Let v be a node of a tree T. The depth of a node v can defined as follows:设 v 是树 T 的一个节点。节点 v 的深度可以定义如下：

If v is the root, then the depth of v is 1.如果 v 是根，则 v 的深度为 1。
Otherwise, the depth of v is 1 plus the depth of the parent of v.否则，v 的深度是 1 加上 v 的父级的深度。

Based on the above definition, the recursive algorithm depth, shown in the below Algorithm, computes the depth of a node v of Tree by calling itself recursively on the parent of v, and adding 1 to the value returned.基于上述定义，递归算法深度，如下面的算法所示，通过在 v 的父节点上递归调用自身，并将返回的值加 1 来计算 Tree 的节点 v 的深度。

Algorithm `depth(T, y)` :算法`depth(T, y)` ：

Step 1: If T.isRoot(v) , then return 1第 1 步：如果T.isRoot(v) ，则返回1
Step 2: Else, return 1 + depth(T, T. parent(v))第 2 步：否则，返回1 + depth(T, T. parent(v))

The height of a tree T is equal to the maximum depth of an external node of T. While this definition is correct, it does not lead to an efficient algorithm.树 T 的高度等于 T 的外部节点的最大深度。虽然这个定义是正确的，但它不会导致有效的算法。 Indeed, if we were to apply the above depth-finding algorithm to each node in the tree T, we would derive an O(n ² )-time algorithm to compute the height of T.事实上，如果我们将上述深度寻找算法应用于树 T 中的每个节点，我们将推导出一个 O(n ² ) 时间算法来计算 T 的高度。

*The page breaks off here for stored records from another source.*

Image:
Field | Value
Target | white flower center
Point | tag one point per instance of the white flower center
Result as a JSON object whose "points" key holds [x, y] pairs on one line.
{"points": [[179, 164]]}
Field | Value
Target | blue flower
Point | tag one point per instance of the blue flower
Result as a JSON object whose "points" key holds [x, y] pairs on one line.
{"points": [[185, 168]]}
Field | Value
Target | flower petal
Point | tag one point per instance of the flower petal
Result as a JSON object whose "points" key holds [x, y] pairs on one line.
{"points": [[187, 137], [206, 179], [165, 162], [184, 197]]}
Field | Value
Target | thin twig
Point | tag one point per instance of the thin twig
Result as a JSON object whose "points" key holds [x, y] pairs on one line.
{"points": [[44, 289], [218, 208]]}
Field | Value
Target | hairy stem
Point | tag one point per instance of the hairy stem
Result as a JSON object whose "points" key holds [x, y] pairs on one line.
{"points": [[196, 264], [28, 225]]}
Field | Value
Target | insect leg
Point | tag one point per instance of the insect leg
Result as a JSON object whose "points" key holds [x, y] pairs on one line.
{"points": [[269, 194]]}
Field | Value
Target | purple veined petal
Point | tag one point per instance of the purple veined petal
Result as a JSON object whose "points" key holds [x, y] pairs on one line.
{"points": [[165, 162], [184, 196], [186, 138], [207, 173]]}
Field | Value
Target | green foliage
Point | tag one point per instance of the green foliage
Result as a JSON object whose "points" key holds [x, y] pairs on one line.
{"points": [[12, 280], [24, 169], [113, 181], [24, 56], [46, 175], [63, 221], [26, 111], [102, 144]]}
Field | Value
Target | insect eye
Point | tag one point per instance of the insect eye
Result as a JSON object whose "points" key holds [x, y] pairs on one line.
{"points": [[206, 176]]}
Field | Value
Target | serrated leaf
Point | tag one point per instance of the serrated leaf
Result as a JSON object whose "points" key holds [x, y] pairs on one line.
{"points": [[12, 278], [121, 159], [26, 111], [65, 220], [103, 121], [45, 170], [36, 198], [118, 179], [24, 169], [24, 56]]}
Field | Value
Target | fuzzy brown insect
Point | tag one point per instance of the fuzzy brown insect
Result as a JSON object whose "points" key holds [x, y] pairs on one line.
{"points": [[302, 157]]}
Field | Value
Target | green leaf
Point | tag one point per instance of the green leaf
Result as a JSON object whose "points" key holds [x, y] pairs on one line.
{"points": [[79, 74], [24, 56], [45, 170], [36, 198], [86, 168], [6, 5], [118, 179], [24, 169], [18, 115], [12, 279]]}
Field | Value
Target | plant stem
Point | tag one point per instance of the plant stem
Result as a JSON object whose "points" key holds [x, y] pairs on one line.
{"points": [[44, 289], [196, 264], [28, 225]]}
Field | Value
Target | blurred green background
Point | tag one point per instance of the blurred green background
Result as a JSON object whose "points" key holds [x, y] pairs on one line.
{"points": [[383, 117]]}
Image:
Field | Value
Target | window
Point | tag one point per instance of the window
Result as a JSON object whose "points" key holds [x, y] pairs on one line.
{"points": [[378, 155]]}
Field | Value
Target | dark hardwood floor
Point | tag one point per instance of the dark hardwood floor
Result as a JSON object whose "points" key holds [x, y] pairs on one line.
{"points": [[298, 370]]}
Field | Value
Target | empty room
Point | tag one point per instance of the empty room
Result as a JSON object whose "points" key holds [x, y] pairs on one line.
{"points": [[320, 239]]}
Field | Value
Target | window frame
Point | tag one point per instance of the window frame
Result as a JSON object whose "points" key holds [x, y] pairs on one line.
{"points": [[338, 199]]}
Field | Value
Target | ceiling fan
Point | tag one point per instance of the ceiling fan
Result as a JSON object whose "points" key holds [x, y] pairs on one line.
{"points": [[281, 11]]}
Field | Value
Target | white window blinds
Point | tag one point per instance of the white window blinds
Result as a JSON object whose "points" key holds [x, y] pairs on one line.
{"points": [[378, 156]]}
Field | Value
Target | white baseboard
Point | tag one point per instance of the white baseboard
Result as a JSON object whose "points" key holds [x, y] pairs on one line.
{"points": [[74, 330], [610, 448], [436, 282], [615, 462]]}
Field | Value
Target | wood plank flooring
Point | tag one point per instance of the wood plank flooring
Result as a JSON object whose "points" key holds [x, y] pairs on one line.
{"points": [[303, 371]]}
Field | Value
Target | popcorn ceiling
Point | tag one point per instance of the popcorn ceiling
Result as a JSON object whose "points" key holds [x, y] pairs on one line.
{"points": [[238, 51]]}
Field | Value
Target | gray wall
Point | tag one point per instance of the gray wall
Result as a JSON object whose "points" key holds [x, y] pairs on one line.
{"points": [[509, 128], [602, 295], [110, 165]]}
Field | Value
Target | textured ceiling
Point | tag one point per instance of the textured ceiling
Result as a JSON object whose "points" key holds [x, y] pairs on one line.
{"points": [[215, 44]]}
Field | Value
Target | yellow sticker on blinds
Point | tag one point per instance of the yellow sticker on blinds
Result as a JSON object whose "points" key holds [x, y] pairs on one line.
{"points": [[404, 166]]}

According to above statement how can it be O(n ² )?根据上面的说法，它怎么可能是 O(n ² )？ If we try this algorithm on every external node, then it takes O(n), and to find maximum it will O(n).如果我们在每个外部节点上尝试这个算法，那么它需要 O(n)，并且要找到最大值需要 O(n)。 So the total complexity should be O(n)+O(n) = O(2n)==O(n), right?所以总复杂度应该是O(n)+O(n) = O(2n)==O(n)，对吧？

3 个解决方案

The worst case for the algorithm is a tree that is not balanced.该算法的最坏情况是不平衡的树。 For example, a tree as shown below:例如，如下图所示的一棵树：

The tree above has 5 external nodes and 5 internal nodes, so exactly half the nodes are external nodes.上面的树有 5 个外部节点和 5 个内部节点，所以正好有一半的节点是外部节点。 Starting from A, there is one parent.从 A 开始，有一个父级。 Starting from B, there are 2, etc. So the total number of parents ( P ) that are visited is 1+2+3+...+(n/2) .从 B 开始，有 2 个，依此类推。所以访问的父母（ P ）的总数是1+2+3+...+(n/2) 。

Using theformula for the sum of natural numbers we have P = (n/2)(n/2 + 1)/2 = (n^2 + 2n)/8 .使用自然数和的公式，我们有P = (n/2)(n/2 + 1)/2 = (n^2 + 2n)/8 。 Ignoring the constant factor (8), and the less dominant term (2n), we see that P is O(n^2).忽略常数因子 (8) 和次要项 (2n)，我们看到P为 O(n^2)。

If we try this algorithm on every external node than it take O(n)如果我们在每个外部节点上尝试这个算法，那么它需要 O(n)

This is not correct.这是不正确的。 You will apply the algorithm n times, where each call takes O(n) time, which leads to O(n^2) time in total.您将应用该算法n次，其中每次调用需要O(n)时间，总共需要O(n^2)时间。

This is of course assuming there is no caching/memoization of results (so we are doing a lot of repeated work).这当然是假设结果没有缓存/记忆（所以我们做了很多重复的工作）。 If there were, then it would indeed be O(n) in total.如果有，那么总共确实是O(n) 。

In asymptotic notation, n^2 could mean, for each node you are visiting variable number of nodes which is at max n or n - 1 .在渐近符号中， n^2可能意味着，对于每个节点，您访问的节点数量可变，最大n或n - 1 。 Let's consider this:让我们考虑一下：

When you call the recursive function for the node 1 , it immediately returns, but when you call it for node 5 , you need to recomputes depth for all node till node 1 , which means you visited all other nodes as you're not using memoization.当您为节点1调用递归 function 时，它会立即返回，但是当您为节点5调用它时，您需要重新计算所有节点的深度，直到节点 1 ，这意味着您访问了所有其他节点，因为您没有使用记忆. Hence, for each node you are visiting [1 to n-1] nodes.因此，对于您正在访问的每个节点 [1 到 n-1] 个节点。